The Auditor General of Pakistan is mandated by the President of Pakistan as the financial sentinel of the country to monitor federal and provincial ministries and submit impartial reports on their working to Parliamentary Public Account Committees. The goals of this exercise are good governance, legislative supremacy and ensuring that statutory regulations are strictly followed and fair play observed in the outlay of hard-gotten public funds. It would appear to be a peaceful occupation, but some of the AGP findings send shivers down the spines of the general public. Brazen violation of rules, wilful misuse, mismanagement, wastefulness and splurging are the lesser evils, overshadowed by outright theft, misappropriation, frauds and conspiratorial manipulation by well-entrenched mafias, in short a thriving culture of corruption.

 

The report for 2016-2017 does not disappoint in this sense.
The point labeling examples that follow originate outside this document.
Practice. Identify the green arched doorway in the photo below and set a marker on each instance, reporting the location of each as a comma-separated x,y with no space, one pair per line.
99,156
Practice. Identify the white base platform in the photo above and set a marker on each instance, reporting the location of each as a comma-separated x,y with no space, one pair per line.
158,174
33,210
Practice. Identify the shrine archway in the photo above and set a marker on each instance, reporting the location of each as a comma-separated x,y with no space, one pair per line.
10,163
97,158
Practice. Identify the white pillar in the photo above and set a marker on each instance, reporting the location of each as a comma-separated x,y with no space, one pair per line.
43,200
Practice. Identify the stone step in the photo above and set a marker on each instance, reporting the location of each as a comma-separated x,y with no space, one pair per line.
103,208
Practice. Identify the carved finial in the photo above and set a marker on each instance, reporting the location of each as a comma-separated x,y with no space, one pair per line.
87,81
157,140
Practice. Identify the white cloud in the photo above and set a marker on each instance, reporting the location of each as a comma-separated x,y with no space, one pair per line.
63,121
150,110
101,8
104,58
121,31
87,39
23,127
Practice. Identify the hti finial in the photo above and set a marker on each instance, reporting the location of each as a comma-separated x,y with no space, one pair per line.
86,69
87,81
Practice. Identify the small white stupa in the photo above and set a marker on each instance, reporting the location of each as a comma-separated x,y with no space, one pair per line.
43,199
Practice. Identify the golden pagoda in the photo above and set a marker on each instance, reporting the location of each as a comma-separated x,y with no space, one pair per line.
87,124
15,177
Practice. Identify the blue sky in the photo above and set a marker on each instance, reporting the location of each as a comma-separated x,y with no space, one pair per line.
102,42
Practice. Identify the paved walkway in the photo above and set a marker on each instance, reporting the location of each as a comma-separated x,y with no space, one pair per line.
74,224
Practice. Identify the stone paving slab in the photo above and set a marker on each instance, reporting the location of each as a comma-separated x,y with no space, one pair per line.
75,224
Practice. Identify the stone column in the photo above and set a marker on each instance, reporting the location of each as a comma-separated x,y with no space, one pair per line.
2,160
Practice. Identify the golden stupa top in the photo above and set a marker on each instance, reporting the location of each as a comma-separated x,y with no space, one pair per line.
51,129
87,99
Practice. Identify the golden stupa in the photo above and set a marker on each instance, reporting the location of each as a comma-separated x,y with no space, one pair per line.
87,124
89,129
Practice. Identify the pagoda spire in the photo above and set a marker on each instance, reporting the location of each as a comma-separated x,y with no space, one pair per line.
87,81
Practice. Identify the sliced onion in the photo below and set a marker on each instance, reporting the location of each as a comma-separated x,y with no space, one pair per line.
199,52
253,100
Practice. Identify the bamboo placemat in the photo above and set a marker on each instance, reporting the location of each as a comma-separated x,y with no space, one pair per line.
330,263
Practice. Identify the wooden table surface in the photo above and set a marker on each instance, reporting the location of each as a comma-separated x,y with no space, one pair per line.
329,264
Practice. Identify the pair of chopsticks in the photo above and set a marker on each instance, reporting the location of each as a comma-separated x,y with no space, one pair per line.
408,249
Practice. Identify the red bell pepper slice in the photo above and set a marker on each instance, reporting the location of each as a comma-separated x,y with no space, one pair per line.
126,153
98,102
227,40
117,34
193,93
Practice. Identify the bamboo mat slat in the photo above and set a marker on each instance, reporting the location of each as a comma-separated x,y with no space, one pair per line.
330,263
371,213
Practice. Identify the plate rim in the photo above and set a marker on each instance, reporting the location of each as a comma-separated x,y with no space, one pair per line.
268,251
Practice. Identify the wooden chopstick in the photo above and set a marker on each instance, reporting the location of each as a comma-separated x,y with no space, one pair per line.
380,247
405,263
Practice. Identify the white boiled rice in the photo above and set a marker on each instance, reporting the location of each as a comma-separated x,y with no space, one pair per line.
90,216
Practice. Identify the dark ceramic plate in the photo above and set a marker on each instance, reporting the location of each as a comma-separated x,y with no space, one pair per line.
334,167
The office has unearthed, under the euphemistic labels  ‘weak’ or ‘unsound’ financial and asset management, ‘weak internal financial controls’, ‘overpayments’ and ‘misappropriation of public funds’, massive corruption and incompetence in 36 departments to the tune of Rs.3.12 trillion. And this ill-information was gleaned not by a comprehensive audit but a ’test-case’ random sampling of the concerned departments and the remaining ministries and divisions would no doubt reveal a similar upshot when subjected to the AGP X-ray treatment.

 

Briefly, there were found 123 cases of irregular expenditure or payment, 33 cases of weak financial management, 52 cases of unsound asset management and 78 cases of weak internal financial control, costing the national exchequer Rs.876 billion, Rs.1.9 trillion, Rs.9.5 billion, and Rs.1.53 trillion respectively, apart from misappropriation or overpayments of Rs.730 billion! During this period, the Finance Ministry also sanctioned emergency supplementary grants, of which only Rs.261 billion were tabled in Parliament for approval, and Rs.838 billion were illegally not represented, while the Ministry was also unable to reconcile the ‘miniscule’ sum of Rs.656 billion, which the Auditor General Office termed ‘high risk’. The Finance Ministry and the Accountant General Pakistan Revenue must bear the brunt of the blame for this sorry state of affairs, being responsible for oversight and sound financial management of ministries and departments.

2 COMMENTS

  1. This thriving culture of corruption, basically, initiate from the P>M>House and then filter down to all the ministries, divisions, Public sector organizations who likewise loot the state exchequer to their full without any fear. This evil process is carrying on for decades making the country poorer and poorer day by day.